Abstract

Abstract Since the 1980s, several aspects of masculinity in relation to the First World War, including the image of the citizen-soldier, have been well studied. Other aspects, however, such as the experience of combat and its impact on peacetime masculinities lag well behind. Though wartime and postwar experiences in Africa provide a repertoire for gender and masculinity research, the continent has been neglected in this realm of studies. British colonial Nigeria contributed tens of thousands of combat men to the war with thousands becoming disabled and facing challenges to their masculine identities, yet there is no serious research on this topic for Nigeria. This paper contributes to this long-neglected aspect of African history. Known in colonial archival documents only as “amputated men,” war-disabled Nigerian men struggled to navigate colonial bureaucracy in order to obtain artificial limbs and redeem what they considered their lost manhood.

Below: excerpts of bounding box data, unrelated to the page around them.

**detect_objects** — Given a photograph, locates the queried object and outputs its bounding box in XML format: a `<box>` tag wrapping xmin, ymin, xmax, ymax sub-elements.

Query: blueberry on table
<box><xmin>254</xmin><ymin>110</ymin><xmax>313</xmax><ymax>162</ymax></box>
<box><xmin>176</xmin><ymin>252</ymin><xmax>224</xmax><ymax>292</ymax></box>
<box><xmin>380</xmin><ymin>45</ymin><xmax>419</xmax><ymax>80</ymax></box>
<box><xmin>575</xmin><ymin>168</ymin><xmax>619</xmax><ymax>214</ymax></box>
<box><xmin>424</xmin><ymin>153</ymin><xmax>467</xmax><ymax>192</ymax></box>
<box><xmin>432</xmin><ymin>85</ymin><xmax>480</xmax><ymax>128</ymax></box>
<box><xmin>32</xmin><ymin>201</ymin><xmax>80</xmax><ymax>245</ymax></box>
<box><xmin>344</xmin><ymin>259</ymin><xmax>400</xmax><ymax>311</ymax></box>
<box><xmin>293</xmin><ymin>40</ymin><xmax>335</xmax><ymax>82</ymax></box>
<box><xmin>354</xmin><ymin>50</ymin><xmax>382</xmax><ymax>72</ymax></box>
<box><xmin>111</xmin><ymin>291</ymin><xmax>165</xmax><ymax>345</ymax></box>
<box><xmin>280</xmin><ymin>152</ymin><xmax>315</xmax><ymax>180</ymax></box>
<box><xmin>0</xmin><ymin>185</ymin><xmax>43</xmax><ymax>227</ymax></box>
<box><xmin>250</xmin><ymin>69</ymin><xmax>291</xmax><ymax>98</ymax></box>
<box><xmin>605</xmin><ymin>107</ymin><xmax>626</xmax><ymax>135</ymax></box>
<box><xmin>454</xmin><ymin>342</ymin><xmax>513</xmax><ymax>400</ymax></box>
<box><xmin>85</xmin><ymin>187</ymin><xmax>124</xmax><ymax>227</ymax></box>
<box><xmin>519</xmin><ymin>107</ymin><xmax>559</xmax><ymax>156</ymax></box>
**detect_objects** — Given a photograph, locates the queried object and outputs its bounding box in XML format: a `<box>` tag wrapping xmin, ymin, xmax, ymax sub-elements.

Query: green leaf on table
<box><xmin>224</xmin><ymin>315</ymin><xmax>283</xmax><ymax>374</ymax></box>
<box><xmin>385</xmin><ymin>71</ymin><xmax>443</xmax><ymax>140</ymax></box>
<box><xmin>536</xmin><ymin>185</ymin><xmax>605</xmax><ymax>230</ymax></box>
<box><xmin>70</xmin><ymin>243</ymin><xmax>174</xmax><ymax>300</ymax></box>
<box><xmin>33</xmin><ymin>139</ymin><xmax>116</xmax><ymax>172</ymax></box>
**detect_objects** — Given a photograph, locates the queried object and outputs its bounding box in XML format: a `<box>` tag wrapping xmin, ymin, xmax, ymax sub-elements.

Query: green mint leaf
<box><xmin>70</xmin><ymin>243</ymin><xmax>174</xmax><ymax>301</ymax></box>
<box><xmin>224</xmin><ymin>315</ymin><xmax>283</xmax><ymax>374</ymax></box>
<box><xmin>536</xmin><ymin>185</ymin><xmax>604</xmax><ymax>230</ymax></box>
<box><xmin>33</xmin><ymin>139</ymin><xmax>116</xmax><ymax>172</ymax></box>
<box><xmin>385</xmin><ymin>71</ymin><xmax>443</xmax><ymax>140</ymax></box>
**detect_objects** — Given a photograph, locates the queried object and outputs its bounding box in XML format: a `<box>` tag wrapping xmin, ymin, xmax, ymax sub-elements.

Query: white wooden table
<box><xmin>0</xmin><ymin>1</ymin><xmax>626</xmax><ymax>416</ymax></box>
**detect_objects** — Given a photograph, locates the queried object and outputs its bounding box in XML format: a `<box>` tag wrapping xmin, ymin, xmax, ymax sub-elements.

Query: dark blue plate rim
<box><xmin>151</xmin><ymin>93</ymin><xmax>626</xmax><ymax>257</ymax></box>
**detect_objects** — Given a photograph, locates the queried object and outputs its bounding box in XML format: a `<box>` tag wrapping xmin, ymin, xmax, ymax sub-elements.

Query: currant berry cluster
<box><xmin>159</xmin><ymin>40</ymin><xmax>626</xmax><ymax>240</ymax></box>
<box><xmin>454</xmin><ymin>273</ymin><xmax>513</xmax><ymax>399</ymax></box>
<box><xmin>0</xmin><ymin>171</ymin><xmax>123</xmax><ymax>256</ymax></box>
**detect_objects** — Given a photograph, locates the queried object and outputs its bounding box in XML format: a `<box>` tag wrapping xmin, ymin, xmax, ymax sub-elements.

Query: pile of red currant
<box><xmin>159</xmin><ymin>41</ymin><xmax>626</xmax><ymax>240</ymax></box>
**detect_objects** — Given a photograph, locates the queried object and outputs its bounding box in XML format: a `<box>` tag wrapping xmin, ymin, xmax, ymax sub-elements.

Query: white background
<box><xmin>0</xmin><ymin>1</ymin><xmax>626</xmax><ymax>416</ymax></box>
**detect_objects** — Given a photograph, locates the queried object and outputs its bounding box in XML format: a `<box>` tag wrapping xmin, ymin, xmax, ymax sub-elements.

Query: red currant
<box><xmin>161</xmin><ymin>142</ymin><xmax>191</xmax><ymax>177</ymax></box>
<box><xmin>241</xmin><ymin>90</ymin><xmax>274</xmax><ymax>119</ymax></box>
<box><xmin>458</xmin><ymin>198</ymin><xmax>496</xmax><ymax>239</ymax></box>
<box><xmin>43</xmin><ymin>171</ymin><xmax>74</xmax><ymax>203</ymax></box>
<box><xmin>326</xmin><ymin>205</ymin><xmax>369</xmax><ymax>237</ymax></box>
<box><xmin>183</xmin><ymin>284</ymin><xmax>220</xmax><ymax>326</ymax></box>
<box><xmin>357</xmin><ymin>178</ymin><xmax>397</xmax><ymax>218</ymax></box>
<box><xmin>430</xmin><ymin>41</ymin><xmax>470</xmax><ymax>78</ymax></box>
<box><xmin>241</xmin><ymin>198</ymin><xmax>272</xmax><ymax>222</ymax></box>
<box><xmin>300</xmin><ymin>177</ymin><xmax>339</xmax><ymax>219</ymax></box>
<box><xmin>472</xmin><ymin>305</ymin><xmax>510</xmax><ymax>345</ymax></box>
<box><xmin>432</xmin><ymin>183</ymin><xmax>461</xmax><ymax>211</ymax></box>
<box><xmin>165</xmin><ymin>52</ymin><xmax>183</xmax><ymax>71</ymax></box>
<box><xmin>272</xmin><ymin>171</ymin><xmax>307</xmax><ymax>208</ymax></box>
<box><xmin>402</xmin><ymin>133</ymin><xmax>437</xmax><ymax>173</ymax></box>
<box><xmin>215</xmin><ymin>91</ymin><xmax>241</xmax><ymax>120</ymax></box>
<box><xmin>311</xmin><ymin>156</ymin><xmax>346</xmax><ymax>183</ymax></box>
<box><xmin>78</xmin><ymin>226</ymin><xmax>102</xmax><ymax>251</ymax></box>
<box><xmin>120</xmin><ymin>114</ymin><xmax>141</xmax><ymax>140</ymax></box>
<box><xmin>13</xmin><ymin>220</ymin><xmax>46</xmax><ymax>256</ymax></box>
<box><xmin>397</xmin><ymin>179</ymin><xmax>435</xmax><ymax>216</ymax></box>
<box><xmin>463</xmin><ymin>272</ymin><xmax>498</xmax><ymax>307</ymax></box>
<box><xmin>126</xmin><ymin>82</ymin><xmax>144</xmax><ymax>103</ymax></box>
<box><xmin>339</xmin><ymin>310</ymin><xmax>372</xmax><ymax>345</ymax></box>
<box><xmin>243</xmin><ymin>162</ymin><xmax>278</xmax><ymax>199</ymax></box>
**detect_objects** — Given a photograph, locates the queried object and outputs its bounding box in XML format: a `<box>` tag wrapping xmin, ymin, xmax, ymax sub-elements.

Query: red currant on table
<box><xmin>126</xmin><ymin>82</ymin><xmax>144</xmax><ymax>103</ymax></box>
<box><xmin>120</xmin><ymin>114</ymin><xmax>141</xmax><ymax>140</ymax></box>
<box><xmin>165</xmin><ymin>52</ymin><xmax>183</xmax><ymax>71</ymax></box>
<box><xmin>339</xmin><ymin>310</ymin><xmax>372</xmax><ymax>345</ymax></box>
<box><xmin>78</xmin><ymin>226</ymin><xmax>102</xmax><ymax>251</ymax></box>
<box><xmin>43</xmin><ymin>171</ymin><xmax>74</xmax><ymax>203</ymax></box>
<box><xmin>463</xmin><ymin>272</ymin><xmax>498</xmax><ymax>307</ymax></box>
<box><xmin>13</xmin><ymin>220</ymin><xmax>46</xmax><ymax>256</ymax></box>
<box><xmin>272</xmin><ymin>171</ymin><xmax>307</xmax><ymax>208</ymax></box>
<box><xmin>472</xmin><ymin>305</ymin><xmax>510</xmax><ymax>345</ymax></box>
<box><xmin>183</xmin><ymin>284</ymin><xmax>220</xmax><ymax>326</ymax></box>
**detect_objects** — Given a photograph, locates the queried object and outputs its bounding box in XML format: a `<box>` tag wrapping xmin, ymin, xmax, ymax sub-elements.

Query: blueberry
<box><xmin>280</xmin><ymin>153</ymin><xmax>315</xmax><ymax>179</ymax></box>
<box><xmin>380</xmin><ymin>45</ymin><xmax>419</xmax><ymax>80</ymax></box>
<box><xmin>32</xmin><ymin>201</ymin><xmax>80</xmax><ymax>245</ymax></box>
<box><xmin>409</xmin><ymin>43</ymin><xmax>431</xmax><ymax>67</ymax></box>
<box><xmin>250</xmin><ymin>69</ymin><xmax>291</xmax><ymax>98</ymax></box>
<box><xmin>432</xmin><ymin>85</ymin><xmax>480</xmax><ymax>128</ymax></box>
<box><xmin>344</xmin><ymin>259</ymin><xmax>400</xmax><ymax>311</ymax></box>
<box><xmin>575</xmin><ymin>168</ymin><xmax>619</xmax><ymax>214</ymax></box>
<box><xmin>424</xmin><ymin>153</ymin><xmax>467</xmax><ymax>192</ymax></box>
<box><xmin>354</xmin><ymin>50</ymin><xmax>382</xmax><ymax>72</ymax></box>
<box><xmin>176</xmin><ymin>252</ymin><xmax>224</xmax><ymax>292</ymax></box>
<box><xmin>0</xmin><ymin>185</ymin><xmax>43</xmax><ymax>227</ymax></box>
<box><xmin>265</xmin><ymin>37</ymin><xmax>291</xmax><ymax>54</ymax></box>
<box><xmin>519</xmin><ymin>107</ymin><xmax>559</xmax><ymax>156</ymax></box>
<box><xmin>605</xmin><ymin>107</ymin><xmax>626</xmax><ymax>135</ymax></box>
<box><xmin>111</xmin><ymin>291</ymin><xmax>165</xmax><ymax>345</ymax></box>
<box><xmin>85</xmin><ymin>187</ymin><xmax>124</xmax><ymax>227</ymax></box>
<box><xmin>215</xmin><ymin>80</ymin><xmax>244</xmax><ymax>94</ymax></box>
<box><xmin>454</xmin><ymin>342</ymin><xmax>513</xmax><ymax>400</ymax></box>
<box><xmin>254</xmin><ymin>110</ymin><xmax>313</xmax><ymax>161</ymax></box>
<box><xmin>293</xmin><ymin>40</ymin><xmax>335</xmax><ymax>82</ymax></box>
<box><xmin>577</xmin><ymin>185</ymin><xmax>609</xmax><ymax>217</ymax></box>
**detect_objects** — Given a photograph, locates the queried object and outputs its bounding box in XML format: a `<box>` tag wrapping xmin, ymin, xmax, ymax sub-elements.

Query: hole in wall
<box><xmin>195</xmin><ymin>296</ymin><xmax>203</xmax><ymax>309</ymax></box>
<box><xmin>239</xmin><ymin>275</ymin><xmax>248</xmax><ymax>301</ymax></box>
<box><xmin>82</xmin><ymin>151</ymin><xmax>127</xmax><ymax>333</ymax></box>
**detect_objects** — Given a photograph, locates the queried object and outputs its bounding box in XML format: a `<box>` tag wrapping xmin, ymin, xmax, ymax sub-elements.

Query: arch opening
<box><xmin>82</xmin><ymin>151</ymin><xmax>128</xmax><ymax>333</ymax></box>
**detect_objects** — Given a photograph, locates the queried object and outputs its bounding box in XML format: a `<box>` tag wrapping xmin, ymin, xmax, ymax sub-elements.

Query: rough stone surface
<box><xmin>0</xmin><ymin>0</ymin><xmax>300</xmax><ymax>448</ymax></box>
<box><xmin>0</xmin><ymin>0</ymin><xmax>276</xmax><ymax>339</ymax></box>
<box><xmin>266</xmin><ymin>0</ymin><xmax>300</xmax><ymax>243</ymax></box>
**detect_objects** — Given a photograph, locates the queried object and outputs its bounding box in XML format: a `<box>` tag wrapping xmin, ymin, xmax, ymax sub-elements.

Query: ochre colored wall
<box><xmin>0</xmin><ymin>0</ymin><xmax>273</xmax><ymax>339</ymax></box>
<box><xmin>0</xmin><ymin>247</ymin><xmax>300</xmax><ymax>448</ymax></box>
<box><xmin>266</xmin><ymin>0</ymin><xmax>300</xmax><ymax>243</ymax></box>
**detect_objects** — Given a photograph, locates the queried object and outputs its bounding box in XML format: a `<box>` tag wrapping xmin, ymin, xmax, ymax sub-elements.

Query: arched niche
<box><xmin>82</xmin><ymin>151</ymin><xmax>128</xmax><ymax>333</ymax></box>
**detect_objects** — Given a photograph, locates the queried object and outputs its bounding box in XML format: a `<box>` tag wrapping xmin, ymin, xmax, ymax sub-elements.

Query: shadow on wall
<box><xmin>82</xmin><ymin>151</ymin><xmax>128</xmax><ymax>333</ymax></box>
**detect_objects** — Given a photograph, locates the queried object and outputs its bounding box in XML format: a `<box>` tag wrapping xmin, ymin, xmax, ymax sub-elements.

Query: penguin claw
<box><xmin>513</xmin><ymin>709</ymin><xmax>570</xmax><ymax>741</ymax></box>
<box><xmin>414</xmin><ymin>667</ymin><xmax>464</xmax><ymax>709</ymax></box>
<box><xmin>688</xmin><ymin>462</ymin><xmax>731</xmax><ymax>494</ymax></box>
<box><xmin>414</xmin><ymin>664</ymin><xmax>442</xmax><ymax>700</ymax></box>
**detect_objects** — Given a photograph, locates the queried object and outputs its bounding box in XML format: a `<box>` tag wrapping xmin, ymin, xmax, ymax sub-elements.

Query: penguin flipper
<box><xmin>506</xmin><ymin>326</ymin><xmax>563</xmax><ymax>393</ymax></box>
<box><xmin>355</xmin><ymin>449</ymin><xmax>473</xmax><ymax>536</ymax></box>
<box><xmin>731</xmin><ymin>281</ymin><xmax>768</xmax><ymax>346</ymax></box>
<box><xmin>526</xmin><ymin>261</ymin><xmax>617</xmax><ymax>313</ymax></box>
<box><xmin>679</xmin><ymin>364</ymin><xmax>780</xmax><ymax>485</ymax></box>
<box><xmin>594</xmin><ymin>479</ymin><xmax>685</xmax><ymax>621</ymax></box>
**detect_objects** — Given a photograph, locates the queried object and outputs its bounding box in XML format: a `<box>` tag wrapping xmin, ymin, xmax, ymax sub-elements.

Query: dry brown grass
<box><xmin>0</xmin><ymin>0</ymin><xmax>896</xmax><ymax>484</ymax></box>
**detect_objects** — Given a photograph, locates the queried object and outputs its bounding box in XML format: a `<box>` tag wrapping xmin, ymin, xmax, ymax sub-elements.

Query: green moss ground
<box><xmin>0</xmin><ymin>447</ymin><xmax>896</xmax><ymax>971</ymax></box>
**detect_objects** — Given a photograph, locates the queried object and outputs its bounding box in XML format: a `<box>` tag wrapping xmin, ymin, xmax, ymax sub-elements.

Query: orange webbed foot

Employing data collected from the Nigerian and British archives, the article’s objectives are twofold: it analyzes the diminishment of the masculine identities of war-disabled men in Nigeria following the First World War, and it explains how such diminishment was accentuated by an inefficiently structured British colonial bureaucracy, paired with British colonial racism. The article contributes to scholarship on WWI, disability studies, gender studies, and colonial studies, through examination of the protracted legacies of the global conflict on the African continent.